Волей-неволей пришлось выезжать на дорогу. И тут конюхам повезло – повстречали мужика на порожней телеге. Направлялся тот мужик как раз в сторону Москвы. Сговорились на алтыне и двух деньгах, причем у мужика еще и большая рогожа нашлась – завернуть тело, и за рогожу он особо еще две деньги взял. Потому что после мертвого тела в нее уж ничего и не завернешь…
Растолковав, куда везти груз и кому с рук на руки сдать, Тимофей расспросил еще, откуда мужик едет, кто таков, выпытал имя и прозванье.

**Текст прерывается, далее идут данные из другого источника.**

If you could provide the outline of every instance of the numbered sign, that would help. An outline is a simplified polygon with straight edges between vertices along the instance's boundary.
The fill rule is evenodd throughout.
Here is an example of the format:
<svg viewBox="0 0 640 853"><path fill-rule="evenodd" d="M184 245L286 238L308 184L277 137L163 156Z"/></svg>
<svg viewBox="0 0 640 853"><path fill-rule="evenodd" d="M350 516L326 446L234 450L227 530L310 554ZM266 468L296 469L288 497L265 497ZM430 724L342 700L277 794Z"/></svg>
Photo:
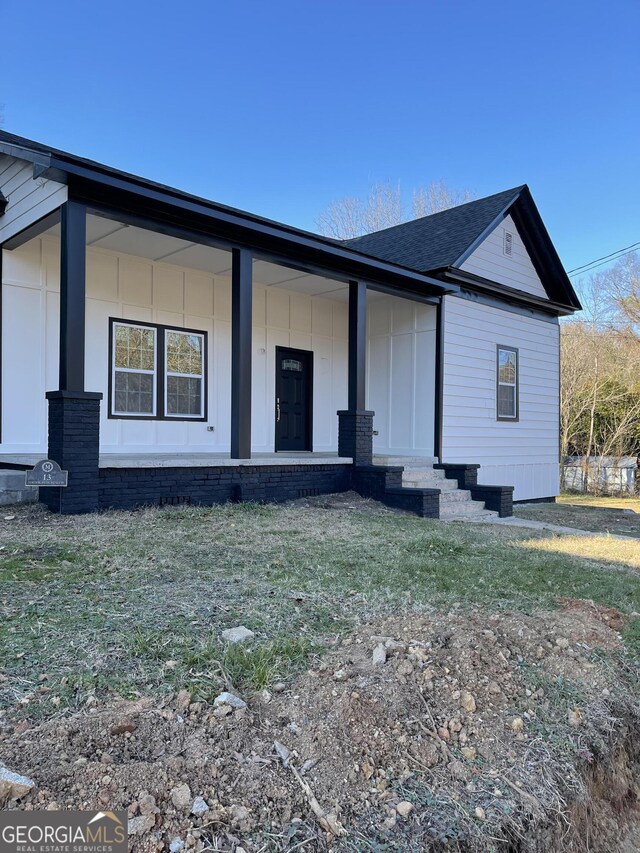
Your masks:
<svg viewBox="0 0 640 853"><path fill-rule="evenodd" d="M63 471L57 462L53 459L42 459L33 466L31 471L25 474L25 486L58 486L64 487L67 485L69 477L68 471Z"/></svg>

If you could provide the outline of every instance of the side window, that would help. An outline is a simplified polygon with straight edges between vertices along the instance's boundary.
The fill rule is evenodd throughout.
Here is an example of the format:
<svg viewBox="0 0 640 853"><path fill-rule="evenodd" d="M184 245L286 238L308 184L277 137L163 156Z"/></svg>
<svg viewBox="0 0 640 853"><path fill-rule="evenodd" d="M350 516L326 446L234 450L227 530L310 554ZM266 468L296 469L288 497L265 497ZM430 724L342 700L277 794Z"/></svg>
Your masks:
<svg viewBox="0 0 640 853"><path fill-rule="evenodd" d="M517 421L519 364L515 347L498 346L496 370L496 417L499 421Z"/></svg>

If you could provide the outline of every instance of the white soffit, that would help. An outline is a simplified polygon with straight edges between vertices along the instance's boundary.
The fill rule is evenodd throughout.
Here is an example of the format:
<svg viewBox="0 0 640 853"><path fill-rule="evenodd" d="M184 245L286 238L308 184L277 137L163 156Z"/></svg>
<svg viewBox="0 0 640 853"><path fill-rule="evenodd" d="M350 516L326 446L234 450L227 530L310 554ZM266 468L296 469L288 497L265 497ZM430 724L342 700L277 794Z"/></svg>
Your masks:
<svg viewBox="0 0 640 853"><path fill-rule="evenodd" d="M154 258L163 264L175 264L179 267L190 267L212 275L231 274L231 252L224 249L214 249L199 243L188 243L186 247L171 252L168 246L162 255Z"/></svg>

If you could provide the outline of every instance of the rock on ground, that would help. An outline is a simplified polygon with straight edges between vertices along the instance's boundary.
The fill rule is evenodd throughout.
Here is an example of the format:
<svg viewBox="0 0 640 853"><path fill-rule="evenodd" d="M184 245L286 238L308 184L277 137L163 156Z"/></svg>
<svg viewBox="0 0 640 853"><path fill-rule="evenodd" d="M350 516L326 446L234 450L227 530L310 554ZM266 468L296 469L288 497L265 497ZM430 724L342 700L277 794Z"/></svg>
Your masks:
<svg viewBox="0 0 640 853"><path fill-rule="evenodd" d="M26 796L35 784L28 776L14 773L13 770L0 764L0 807L9 800Z"/></svg>
<svg viewBox="0 0 640 853"><path fill-rule="evenodd" d="M252 640L255 634L244 625L238 625L236 628L227 628L220 636L225 643L246 643L247 640Z"/></svg>
<svg viewBox="0 0 640 853"><path fill-rule="evenodd" d="M241 708L246 708L247 703L244 699L241 699L239 696L236 696L235 693L229 693L228 691L223 691L213 700L213 707L219 708L220 705L230 705L232 708L236 710L240 710Z"/></svg>

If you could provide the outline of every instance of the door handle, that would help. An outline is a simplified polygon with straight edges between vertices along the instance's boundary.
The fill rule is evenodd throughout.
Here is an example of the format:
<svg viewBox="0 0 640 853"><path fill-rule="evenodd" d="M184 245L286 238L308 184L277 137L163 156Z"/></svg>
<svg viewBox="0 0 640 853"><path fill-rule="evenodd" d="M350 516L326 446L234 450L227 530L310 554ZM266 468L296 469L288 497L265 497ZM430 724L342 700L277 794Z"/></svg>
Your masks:
<svg viewBox="0 0 640 853"><path fill-rule="evenodd" d="M280 397L276 397L276 423L280 423Z"/></svg>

– Теперь он знает, что я до него добраться могу, – объяснил Озорной Данилке, когда они уже вовсю скакали к Москве. – Это чтобы он тело в кустах не свалил. А теперь волей-неволей до горбовского двора довезет.
И вздохнул тяжко.
Вздох этот объяснялся не только сожалением о безвременно погибшем знакомце. Данилка уж довольно прожил на Москве, чтобы знать – всякий, отыскавший нечаянно мертвое тело, пусть даже споткнувшись об него, должен опрометью бежать прочь. Кроме разве что стрелецкого караула или земского ярыжки… Для простоты следствия нередко хватали тех, кого удалось поймать возле тела, и им-то в первую очередь предъявляли обвинение. Потому-то так много покойников и поднимали по весне, когда Москва высвобождалась из-под сугробов…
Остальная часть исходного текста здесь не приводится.